Enter the antidote, Disguise The Limit: Nyck Caution’s debut project, inspired by the first time he was wowed by a rap peer. During a session with Capital STEEZ, Nyck witnessed the now-fallen Pro Era soldier record a line for his track “Negus:” “The sky’s the limit, that’s what they told the f**kin’ fool/I disguise the limit now I’m aiming for the sun and moon.” It was the “Oh sh*t” moment every connoisseur of rap lives for, forcing Nyck to revisit the line and decipher it. The result? A 13-track opus that finds the rapper far more mature. Picking up where he left off with his 2011 mixtape, The Pursuit, Vol. 1, the rapper’s voice and subject matter are deeper, as he fills his lines with pain, regret, purpose and inspiration. From pianos on “The Pursuit” and to electric guitar assists on “Wordsmith,” to mid-song tempo changes by Kirk Knight on “Basin,” the sounds are richer. The ode to his Pro Era comrade comes full circle on “Out Of Reach,” where Nyck recalls receiving the news that Capital STEEZ had taken his own life in 2012, kicking off the track with the assertion: “‘Cause sh*t could hit the fan in like a minute but I promise/ That a suicide don’t never make it simplified.” And herein lies the difference. Ultimately, Nyck and his team crew hope to positively “Inspire The Escape,” a goal personified on a track of the same name. Coasting on a soulful hook and familiar bass and Sharp & Rel-concocted boom-bap combinations, the rapper encourages liberation beyond self-medication.

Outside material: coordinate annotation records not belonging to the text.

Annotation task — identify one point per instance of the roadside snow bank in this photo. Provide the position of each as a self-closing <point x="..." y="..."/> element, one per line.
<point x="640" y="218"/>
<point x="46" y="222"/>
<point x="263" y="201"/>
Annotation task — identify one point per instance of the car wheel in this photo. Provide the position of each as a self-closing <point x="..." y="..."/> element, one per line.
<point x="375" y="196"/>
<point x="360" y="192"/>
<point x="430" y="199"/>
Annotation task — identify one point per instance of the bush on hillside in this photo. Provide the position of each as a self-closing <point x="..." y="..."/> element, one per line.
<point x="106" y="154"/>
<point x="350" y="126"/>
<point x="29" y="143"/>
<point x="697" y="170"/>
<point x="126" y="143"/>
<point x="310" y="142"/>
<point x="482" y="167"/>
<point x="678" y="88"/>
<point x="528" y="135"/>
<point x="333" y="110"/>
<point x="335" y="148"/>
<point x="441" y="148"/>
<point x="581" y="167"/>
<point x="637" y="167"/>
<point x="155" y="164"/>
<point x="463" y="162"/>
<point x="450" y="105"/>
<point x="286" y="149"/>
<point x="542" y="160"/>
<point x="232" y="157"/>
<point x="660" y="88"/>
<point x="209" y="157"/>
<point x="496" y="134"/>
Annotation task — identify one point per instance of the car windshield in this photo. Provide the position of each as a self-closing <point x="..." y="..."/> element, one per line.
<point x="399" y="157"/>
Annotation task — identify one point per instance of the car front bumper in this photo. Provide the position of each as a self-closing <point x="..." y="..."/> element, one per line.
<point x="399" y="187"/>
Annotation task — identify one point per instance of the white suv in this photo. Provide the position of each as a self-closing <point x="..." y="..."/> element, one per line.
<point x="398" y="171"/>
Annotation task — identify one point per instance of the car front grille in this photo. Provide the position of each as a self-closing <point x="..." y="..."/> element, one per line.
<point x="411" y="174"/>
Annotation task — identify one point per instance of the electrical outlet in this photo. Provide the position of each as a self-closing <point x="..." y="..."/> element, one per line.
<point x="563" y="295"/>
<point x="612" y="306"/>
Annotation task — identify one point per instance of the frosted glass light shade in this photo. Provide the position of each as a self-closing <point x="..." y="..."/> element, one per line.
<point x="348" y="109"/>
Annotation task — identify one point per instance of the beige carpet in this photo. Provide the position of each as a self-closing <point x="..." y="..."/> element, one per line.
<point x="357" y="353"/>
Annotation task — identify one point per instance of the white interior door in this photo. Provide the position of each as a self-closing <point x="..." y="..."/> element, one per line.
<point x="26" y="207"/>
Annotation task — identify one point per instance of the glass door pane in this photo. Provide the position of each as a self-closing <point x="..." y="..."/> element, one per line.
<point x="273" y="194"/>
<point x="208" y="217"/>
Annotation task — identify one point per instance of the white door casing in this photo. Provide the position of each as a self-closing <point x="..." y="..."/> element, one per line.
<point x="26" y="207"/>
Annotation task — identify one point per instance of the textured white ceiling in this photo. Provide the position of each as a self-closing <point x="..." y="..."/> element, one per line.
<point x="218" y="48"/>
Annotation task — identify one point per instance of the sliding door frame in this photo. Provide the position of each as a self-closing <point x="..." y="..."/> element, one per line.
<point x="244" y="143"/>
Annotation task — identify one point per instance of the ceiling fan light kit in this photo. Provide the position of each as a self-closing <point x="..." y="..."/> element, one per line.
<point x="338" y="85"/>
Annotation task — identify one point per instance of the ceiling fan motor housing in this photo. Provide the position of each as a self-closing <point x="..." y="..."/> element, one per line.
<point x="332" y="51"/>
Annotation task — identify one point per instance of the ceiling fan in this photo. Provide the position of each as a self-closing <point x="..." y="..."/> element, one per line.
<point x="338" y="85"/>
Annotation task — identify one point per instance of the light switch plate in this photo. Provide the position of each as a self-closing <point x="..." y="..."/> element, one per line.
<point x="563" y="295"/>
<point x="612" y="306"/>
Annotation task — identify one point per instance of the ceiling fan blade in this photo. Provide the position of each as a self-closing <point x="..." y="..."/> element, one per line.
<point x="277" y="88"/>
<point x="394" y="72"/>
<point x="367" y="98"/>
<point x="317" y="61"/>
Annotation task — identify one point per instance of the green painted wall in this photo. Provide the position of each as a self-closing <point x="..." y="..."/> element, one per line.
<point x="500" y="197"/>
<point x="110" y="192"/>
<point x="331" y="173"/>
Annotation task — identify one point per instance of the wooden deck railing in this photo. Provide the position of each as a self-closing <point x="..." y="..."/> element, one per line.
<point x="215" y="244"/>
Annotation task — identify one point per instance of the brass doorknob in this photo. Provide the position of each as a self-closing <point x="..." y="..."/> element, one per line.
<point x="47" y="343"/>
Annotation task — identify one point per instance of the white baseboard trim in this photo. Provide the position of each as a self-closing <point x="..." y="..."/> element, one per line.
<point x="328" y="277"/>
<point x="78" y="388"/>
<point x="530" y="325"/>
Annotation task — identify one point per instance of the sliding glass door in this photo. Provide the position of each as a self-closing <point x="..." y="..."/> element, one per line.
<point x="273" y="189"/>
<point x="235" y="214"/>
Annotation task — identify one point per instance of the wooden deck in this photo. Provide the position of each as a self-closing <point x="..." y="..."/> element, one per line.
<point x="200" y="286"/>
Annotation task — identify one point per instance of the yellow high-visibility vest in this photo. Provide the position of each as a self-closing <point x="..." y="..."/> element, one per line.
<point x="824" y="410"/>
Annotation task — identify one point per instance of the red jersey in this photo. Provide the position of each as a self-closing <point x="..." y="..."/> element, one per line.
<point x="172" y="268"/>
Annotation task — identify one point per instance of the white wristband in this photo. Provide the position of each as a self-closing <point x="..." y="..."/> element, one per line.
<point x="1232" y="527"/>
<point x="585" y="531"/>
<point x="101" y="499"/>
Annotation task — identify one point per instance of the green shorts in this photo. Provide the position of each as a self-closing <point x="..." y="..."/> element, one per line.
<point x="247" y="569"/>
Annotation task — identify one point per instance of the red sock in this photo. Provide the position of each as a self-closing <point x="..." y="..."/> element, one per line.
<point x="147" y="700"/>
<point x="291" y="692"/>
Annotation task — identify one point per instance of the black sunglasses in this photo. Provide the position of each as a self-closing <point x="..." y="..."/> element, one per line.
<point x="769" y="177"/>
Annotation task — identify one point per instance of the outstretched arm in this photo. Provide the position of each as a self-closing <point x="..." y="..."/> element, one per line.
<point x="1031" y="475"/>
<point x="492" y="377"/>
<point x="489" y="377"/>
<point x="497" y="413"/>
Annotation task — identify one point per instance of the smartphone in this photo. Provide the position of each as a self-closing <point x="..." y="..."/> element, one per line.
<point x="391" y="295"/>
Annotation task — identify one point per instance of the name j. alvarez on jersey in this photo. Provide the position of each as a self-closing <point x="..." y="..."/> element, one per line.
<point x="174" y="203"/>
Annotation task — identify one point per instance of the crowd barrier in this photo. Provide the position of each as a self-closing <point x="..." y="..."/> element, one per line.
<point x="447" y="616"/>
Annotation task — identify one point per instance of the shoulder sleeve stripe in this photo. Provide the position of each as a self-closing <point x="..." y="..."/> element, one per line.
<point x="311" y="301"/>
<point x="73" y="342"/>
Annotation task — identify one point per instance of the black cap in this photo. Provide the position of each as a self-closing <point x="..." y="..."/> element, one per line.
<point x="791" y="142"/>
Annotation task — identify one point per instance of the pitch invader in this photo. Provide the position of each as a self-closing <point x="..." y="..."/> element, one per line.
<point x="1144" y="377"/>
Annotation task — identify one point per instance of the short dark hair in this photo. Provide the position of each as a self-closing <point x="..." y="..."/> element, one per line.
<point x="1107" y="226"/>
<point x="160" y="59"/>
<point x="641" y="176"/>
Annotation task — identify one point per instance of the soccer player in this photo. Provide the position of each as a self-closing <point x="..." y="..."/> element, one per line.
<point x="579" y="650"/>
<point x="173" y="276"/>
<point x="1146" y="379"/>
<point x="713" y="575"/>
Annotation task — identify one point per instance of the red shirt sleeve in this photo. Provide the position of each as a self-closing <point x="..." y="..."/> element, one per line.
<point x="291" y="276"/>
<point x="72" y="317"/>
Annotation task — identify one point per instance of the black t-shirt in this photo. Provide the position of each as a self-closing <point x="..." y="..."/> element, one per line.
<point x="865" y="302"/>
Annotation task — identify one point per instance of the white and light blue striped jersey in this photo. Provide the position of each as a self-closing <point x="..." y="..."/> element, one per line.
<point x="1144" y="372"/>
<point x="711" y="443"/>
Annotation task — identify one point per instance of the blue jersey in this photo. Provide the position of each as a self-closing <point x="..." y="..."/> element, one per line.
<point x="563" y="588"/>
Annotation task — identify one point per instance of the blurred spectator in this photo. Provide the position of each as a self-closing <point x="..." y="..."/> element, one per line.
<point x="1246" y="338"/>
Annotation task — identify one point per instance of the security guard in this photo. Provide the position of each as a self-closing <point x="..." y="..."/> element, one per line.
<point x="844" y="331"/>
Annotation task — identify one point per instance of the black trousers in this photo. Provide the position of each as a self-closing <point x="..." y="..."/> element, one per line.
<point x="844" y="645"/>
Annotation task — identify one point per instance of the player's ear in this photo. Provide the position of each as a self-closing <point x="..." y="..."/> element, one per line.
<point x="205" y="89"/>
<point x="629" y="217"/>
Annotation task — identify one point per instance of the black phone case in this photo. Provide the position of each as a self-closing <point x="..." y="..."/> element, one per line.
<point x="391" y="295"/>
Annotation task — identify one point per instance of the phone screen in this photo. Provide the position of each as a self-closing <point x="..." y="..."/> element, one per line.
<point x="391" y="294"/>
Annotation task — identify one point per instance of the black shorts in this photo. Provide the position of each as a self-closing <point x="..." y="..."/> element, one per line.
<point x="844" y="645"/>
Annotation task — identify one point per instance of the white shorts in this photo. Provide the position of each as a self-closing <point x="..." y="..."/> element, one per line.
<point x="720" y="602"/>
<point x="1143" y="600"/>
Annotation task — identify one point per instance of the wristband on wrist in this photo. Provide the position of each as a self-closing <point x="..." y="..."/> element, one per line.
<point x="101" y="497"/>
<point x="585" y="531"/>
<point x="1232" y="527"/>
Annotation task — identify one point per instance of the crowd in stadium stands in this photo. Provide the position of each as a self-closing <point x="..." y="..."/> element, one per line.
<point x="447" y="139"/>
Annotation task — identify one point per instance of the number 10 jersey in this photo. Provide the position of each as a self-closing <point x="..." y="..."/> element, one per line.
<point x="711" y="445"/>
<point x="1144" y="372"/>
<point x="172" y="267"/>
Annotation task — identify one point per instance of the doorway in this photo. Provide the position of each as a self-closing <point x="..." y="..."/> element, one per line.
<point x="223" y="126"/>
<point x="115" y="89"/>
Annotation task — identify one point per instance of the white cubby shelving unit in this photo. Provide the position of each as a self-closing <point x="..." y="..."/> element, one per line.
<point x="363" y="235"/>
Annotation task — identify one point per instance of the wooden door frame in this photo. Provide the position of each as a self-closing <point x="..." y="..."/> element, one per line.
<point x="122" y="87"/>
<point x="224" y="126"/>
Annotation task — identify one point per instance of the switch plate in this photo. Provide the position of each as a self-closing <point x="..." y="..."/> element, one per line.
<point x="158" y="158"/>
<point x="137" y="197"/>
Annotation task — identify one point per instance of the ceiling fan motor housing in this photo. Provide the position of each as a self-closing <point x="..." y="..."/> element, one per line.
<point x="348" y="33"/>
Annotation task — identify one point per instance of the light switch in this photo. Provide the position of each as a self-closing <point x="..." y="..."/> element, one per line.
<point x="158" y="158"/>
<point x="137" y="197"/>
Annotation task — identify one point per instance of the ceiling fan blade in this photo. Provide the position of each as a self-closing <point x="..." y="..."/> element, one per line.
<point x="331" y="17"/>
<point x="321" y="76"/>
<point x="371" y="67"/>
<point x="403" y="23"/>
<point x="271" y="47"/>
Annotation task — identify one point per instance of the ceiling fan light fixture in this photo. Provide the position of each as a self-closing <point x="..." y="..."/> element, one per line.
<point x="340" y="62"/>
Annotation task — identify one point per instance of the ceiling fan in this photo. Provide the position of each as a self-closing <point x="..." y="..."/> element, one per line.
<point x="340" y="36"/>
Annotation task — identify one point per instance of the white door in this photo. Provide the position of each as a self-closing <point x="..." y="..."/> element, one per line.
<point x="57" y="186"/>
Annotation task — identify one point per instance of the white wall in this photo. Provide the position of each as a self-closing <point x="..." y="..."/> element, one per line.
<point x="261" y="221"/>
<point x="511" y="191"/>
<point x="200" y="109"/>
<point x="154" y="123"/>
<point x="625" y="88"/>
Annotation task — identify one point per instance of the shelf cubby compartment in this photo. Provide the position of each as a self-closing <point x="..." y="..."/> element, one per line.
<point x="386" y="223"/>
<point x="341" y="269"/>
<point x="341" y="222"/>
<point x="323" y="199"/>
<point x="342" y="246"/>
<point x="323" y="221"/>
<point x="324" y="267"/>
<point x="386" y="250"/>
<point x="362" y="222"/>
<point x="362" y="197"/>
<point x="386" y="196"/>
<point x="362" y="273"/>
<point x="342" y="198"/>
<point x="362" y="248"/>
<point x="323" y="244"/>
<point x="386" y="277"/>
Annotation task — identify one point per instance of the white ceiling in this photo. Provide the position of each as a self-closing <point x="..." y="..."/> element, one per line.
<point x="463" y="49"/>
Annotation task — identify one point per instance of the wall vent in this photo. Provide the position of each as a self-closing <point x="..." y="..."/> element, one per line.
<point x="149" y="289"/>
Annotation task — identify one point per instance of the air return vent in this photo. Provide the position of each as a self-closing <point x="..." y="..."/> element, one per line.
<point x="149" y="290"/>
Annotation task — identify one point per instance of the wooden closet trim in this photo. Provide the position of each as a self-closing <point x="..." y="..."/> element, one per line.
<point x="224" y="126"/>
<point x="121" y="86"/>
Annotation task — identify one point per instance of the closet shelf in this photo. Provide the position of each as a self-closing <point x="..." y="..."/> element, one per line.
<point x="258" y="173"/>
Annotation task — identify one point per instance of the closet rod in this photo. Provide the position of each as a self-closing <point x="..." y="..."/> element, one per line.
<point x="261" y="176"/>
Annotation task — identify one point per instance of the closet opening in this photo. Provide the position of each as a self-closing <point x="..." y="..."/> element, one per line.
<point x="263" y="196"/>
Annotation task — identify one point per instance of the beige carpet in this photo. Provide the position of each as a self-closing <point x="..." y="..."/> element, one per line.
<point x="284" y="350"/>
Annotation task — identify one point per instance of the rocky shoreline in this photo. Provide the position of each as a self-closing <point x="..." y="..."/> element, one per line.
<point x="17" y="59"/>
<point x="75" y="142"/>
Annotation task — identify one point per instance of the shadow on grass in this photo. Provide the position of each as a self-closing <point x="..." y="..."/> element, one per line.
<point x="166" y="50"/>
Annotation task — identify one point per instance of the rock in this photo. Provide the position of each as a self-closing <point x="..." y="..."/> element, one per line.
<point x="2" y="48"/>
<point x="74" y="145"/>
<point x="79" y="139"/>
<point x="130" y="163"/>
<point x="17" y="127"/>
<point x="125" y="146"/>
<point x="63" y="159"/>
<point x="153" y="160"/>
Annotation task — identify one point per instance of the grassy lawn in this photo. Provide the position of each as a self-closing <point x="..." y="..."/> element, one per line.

For Nyck Caution, the bedrock of rap is less grounded in the unattainable. “That was the main sh*t in rap, the braggadocio, ‘I get more b**ches than you. I have more money than you, my house is bigger, my cars are nicer,’ that was the main underlying factor, that was what made you iller than somebody,” he notes. “Now it’s like, yo, you can keep all that.” The connection he hopes to foster is one striking different from rappers of hip-hop idol’s past, who earned their fan bases from a distance. If this Brooklyn kid shapes up to be the new rap role model, his dream is that the message will always supersede the money.
“Obviously I wanna be big and sh*t, but that’s not my dream,” he says. “My dream is to really affect people. To affect all these kids around the world, because I’ve spoken to them. After the shows, I’ll talk to fans for like 30 minutes, and they go through some f**ked up sh*t. They find outlets in music.”